Aunque sea una medida en principio excepcional, se aplica con relativa frecuencia. Sin ir más lejos, cada vez que se cometen delitos que nuestras leyes penales reputan de cierta gravedad y cuyos autores carecen de arraigo suficiente, por lo que cabe sospechar que tendrán la tentación de eludir la acción de la justicia. Un caso típico es el de los extranjeros a los que se intercepta en nuestros aeropuertos tratando de introducir droga en España, normalmente en las pequeñas cantidades que caben en sus cuerpos o en alguna pieza de su equipaje. A casi ninguno de ellos, y eso que se trata por lo general de delincuentes de baja peligrosidad, se le difiere el cumplimiento de la pena hasta el momento de su condena por sentencia judicial firme.
Por el contrario, en los casos de corrupción, salvo algunas excepciones especialmente clamorosas (Bárcenas, Granados), hemos visto cómo la entrada en prisión se retrasa años, hasta el momento en que los imputados agotan todos los recursos y se les deniega el indulto. La idea que está en la base de ese trato favorable es que se trata de personas integradas que no van a intentar eludir la acción de la justicia, y cuya libertad tampoco perjudica a la investigación, aunque ambas cosas resulten como poco discutibles. De que los ricos también huyen ya nos ha dado pruebas uno de los imputados en el caso de los ERE andaluces, Eduardo Pascual, con orden de búsqueda y captura internacional.
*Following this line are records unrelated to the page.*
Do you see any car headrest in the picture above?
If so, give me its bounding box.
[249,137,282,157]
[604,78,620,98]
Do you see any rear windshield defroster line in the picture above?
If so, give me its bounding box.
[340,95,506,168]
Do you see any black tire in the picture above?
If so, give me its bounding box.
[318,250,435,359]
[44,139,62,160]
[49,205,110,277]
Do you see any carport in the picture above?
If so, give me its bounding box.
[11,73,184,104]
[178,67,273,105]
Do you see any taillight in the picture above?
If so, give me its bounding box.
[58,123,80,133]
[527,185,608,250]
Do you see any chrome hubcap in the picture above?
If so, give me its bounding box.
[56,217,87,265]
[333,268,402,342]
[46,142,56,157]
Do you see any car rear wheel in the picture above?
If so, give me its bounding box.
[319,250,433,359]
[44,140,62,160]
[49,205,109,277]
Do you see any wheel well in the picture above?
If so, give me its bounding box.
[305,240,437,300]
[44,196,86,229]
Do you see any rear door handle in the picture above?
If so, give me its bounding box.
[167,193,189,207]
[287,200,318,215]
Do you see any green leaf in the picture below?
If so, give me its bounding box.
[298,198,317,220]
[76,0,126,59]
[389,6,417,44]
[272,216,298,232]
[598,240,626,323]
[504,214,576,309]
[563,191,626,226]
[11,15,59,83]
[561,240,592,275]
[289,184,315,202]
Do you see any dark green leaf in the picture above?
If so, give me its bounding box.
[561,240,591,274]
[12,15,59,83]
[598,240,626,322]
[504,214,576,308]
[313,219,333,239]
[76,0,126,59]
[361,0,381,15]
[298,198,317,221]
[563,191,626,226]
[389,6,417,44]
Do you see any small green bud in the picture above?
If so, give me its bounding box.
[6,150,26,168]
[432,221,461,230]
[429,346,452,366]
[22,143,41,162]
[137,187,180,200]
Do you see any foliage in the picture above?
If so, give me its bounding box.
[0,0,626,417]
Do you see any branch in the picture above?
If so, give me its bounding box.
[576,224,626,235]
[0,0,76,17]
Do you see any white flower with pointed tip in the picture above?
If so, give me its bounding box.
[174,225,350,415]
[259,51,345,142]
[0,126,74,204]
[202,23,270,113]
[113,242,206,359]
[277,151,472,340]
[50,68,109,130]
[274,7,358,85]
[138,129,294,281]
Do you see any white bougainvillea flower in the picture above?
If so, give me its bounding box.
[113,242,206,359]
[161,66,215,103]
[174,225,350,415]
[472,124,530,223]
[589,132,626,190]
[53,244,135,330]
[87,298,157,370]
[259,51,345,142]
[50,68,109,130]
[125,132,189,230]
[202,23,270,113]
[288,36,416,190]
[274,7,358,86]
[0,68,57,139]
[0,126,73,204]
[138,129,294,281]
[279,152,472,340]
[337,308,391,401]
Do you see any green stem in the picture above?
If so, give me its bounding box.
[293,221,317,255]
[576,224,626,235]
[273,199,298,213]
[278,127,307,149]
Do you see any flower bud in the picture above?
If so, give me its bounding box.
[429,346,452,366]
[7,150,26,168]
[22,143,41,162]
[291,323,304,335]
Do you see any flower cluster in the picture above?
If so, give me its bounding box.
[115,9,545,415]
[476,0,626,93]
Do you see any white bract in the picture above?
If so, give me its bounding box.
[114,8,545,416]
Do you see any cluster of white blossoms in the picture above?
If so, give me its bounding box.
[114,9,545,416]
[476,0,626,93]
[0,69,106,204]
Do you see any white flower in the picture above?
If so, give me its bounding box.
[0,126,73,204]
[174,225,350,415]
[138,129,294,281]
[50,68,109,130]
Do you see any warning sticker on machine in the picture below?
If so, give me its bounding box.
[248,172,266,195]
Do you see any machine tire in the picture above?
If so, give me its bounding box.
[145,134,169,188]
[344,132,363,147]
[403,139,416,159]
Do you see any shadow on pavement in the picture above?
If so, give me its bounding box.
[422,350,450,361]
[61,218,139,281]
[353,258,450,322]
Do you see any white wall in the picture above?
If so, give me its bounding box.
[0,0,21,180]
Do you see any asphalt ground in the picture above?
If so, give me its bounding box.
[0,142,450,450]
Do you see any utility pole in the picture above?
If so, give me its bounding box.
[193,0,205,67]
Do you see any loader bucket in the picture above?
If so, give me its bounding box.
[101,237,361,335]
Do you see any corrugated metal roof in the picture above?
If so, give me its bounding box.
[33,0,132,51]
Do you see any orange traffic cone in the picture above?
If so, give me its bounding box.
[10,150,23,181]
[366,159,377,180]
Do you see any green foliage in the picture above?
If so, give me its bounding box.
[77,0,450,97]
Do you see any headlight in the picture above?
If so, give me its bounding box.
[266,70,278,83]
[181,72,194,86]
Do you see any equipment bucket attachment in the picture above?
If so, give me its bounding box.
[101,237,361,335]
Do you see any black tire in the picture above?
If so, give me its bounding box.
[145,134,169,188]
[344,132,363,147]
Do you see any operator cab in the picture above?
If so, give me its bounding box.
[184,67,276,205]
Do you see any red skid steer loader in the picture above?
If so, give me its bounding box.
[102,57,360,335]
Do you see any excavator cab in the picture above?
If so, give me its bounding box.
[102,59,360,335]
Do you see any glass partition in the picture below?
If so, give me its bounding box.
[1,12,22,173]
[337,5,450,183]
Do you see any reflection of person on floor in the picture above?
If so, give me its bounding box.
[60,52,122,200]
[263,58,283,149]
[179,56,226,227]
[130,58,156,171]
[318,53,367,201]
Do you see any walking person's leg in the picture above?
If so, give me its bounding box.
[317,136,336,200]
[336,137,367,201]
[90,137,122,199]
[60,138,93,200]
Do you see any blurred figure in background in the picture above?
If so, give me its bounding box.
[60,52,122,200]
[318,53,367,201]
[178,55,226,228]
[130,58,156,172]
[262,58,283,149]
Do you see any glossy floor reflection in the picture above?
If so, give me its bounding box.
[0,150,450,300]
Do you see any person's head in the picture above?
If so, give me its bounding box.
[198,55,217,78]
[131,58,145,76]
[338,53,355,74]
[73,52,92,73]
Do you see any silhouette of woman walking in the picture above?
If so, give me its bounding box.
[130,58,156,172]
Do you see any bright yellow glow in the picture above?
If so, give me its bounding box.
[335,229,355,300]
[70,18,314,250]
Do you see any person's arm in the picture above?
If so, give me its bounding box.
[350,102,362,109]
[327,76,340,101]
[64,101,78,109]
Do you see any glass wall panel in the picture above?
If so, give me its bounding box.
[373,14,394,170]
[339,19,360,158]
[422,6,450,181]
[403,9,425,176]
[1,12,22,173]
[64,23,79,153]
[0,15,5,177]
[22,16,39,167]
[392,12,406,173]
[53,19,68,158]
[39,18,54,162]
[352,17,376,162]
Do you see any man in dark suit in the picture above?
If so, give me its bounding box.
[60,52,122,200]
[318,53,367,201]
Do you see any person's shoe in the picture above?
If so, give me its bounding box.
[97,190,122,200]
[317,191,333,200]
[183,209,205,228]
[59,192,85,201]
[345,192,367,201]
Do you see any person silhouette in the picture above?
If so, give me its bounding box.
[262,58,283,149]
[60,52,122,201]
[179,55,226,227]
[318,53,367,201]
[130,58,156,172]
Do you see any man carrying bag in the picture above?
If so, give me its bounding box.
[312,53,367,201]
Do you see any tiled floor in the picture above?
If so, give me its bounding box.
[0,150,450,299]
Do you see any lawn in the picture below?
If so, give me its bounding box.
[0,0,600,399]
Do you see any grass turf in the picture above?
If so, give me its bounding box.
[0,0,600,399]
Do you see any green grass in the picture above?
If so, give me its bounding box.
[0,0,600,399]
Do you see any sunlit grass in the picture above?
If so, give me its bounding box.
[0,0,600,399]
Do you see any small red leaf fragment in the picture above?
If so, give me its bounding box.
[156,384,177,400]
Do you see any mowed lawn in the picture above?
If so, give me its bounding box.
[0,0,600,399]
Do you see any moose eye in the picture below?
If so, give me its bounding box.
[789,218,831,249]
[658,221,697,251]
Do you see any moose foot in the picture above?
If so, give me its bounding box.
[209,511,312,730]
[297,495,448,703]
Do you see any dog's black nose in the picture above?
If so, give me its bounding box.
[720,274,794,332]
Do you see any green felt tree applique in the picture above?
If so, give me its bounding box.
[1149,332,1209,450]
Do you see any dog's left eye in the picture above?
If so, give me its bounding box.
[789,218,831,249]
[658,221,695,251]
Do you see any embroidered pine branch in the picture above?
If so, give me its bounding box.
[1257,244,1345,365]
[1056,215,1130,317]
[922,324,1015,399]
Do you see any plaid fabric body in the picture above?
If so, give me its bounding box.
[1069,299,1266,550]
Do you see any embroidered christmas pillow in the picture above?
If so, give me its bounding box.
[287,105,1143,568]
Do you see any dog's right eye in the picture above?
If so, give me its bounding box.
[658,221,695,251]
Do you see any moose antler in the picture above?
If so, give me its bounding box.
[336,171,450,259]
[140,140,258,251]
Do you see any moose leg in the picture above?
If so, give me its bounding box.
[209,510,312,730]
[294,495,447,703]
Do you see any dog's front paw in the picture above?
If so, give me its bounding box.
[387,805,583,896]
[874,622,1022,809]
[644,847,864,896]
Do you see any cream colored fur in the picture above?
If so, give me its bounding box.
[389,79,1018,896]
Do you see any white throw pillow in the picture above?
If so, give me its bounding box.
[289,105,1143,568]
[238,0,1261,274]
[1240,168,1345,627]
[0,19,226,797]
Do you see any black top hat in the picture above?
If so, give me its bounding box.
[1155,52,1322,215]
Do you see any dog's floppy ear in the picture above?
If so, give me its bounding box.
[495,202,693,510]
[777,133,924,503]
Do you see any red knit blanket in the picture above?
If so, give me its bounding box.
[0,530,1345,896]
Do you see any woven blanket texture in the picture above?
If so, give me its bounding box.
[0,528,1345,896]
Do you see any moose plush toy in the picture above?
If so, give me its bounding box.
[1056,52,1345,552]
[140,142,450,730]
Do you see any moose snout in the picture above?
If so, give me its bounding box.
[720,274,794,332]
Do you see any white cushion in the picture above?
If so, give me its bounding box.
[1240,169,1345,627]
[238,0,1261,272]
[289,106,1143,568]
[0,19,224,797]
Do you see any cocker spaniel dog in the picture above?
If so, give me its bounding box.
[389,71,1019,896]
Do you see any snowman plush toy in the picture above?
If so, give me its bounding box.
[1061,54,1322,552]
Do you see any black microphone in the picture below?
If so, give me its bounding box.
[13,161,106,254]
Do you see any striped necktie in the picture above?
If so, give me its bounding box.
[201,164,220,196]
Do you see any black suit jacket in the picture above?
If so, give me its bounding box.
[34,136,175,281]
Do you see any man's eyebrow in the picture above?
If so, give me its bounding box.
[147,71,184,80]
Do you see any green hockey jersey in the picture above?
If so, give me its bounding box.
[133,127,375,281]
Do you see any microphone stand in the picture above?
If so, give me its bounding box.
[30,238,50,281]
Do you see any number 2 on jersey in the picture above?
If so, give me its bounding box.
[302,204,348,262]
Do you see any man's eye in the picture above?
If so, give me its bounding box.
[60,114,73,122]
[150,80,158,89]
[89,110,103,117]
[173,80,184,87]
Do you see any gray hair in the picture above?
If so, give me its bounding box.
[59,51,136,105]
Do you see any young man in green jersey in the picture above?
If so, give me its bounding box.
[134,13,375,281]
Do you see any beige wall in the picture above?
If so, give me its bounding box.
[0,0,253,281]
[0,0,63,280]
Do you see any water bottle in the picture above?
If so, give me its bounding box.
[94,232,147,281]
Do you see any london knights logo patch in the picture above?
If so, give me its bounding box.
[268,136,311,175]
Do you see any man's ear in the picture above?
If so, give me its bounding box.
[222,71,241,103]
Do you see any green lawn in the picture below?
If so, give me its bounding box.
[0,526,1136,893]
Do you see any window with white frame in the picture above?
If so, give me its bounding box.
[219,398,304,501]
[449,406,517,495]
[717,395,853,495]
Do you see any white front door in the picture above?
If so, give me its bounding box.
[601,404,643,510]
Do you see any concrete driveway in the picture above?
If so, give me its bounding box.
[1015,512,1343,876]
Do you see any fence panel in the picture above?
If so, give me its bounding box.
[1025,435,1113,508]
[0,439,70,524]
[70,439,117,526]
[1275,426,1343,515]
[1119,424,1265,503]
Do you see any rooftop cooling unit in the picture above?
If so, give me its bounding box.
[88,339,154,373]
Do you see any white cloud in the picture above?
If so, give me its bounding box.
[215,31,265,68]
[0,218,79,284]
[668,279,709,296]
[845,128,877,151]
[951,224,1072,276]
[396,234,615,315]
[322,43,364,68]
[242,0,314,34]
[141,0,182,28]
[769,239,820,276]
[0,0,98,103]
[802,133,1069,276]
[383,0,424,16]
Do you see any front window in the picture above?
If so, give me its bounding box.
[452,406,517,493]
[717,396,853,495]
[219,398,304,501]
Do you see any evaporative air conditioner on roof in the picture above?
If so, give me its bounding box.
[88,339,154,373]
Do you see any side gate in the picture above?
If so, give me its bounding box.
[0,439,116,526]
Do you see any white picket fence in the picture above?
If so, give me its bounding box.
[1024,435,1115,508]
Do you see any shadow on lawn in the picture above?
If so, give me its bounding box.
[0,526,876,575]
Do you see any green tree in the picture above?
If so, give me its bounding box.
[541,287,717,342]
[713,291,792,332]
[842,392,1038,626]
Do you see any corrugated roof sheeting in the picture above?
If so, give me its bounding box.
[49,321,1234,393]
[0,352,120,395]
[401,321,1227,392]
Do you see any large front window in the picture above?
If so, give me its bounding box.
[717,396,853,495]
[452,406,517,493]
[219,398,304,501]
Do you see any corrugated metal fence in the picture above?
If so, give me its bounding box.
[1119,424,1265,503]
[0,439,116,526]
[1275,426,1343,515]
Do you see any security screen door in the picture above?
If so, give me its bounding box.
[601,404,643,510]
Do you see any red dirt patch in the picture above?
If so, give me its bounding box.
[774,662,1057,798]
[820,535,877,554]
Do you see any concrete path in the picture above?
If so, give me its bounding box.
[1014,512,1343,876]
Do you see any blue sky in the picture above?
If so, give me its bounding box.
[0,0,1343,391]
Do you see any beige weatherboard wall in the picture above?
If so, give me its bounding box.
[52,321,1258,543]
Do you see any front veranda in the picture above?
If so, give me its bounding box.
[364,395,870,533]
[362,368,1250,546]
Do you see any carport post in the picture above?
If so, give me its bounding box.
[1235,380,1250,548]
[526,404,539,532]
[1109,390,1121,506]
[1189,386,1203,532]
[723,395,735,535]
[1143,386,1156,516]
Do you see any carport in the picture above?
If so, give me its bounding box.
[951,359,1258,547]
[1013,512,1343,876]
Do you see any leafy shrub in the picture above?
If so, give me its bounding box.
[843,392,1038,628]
Y de que harán todo lo posible por borrar pruebas y poner a salvo el fruto de sus actividades delictivas nos habla, además del sentido común, la conducta de alguno de estos conspicuos imputados, transfiriendo dinero a paraísos fiscales, destruyendo papeles o formateando ordenadores (incluso a martillazos).
Se da además otra paradoja: mientras que a las infelices mulas del narcotráfico se les deniega la libertad cuando sólo se exponen a penas de media docena de años, hay en la calle encausados por corrupción (algún antiguo duque, verbigracia) a los que se les pide más del doble de pena, agravio que cuando menos sorprende y hace pensar que estos delitos, en vez de considerarse especialmente graves, por la defraudación que suponen al grueso de la ciudadanía, se tienen por casi veniales.
Bien encarcelado está el tesorero de CDC, Andreu Viloca, y no hay que buscar la razón en ninguna oscura maniobra de Madrid, sino en la recta aplicación de la ley por parte de un juez tan poco madrileño que se apellida Bosch, se llama Josep e imparte justicia con independencia en El Vendrell. Quien tiene sobre sí la imputación de delitos tan graves como robar a su país, quien en vez de poner a disposición de la justicia la documentación que ésta le reclama emplea la trituradora de papel, no puede esperar que se le dispense un trato benigno. Sería un mensaje erróneo, que sólo pueden exigir quienes han llegado a confundir la tela de una bandera con la de sus propios bolsillos.